JUSTIFICATION OF STUDY
The reason for embarking on this research work is to justify the thematic compositions and use of imagery by Romantic writers. These themes include nature, lure of the exotic and the supernatural. The images are conveyed through the use of literary elements such as metaphors, onomatopoeia, personification, similes, etc., to let the readers into a world of physical imagination which is what the Romanticists makes their works look like.
Also, is to justify the use of natural landscape to preach beauty, purity and goodness in nature.
Romanticism as a very broad topic of study under poetry could be very strenuous in its generality; hence, the approach of this study confines the themes and imagery in selected Romantic poems. Though relevant references could be drawn from other Romantic poems, the data analysis would centre on William Blake’s ‘London’ and ‘The Garden of Love’ as well as William Wordsworth’s ‘The World is Too Much With Us’ and "I Wandered Lonely as a Cloud".
An analytical method will be used in this research.

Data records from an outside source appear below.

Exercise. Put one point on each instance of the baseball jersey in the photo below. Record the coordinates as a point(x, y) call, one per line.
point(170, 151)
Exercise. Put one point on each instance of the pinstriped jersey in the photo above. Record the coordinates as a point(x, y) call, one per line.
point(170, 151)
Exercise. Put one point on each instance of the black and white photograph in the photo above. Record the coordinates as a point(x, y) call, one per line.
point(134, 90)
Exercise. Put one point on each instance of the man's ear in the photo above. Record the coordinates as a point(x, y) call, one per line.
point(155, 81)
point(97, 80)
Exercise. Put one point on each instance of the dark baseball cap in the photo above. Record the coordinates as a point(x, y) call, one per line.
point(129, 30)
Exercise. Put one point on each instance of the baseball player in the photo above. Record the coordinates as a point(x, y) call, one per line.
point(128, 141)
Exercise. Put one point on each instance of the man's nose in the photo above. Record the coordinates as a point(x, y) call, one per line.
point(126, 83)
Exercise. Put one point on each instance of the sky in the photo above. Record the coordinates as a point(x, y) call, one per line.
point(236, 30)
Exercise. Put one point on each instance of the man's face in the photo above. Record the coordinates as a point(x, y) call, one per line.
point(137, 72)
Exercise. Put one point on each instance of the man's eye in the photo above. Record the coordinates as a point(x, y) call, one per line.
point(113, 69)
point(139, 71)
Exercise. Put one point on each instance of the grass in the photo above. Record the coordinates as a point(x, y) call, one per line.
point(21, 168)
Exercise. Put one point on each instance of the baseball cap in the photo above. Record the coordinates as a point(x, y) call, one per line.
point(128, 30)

Texts will be analyzed using the image-making, sound-making, and meaning making model which requires detailed explication of texts in terms of sound resources, diction and figurative components and the pattern of meanings generated.
In every research, problems arises and these problems poses a lot of questions to the researcher whose sole purpose is to make sure that the problems posed are solved to the best of his/ her findings. This research therefore, will endeavor to answer different questions bordering on the Romantic period for clarification of what the period is really all about. These questions include: What is Romanticism? What are the themes of the Romantic period? How are imageries conveyed by Romanticists? Who are the major writers of the Romantic period?

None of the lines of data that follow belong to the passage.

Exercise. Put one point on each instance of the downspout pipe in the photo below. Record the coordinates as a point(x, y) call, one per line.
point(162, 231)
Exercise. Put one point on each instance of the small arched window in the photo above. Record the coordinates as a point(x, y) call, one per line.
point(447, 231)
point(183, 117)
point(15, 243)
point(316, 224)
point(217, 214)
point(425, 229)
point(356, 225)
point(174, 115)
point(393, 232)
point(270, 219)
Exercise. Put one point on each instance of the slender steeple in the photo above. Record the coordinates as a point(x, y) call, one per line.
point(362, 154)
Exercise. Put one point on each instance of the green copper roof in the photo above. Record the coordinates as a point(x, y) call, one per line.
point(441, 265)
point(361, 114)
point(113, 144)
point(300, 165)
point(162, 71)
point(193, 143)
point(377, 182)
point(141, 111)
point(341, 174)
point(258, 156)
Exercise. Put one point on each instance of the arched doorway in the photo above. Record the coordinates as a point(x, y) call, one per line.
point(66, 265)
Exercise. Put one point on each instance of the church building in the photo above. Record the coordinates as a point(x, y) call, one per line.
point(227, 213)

In an attempt to give appropriate answers to these questions, the researcher will carry out thorough investigations on the Romantic period thereby making references to the works of other researchers and scholars who have worked on the Romantic age. Also few works of William Wordsworth and William Blake will be used in solving these questions so as to get information on the themes of the Romantic period and how best the Romantic writers use imageries to convey emotions.
Abrams, M. H. (1972). Wordsworth. USA: Prentice Hall Inc.
Bygrave, S. (Ed.). (1996). Approaching Literature, Romantic Writings. (P VII) USA & Canada: Routledge.
Bodunde(2007) "Poetry as a popular medium, poetic traditions across periods and regions”. Obafemi, O., Ajadi, G. A., Alabi, V.A. (Ed.). Critical Perspectives on English Language and Literature. (P 235). The Department of English: University of Ilorin.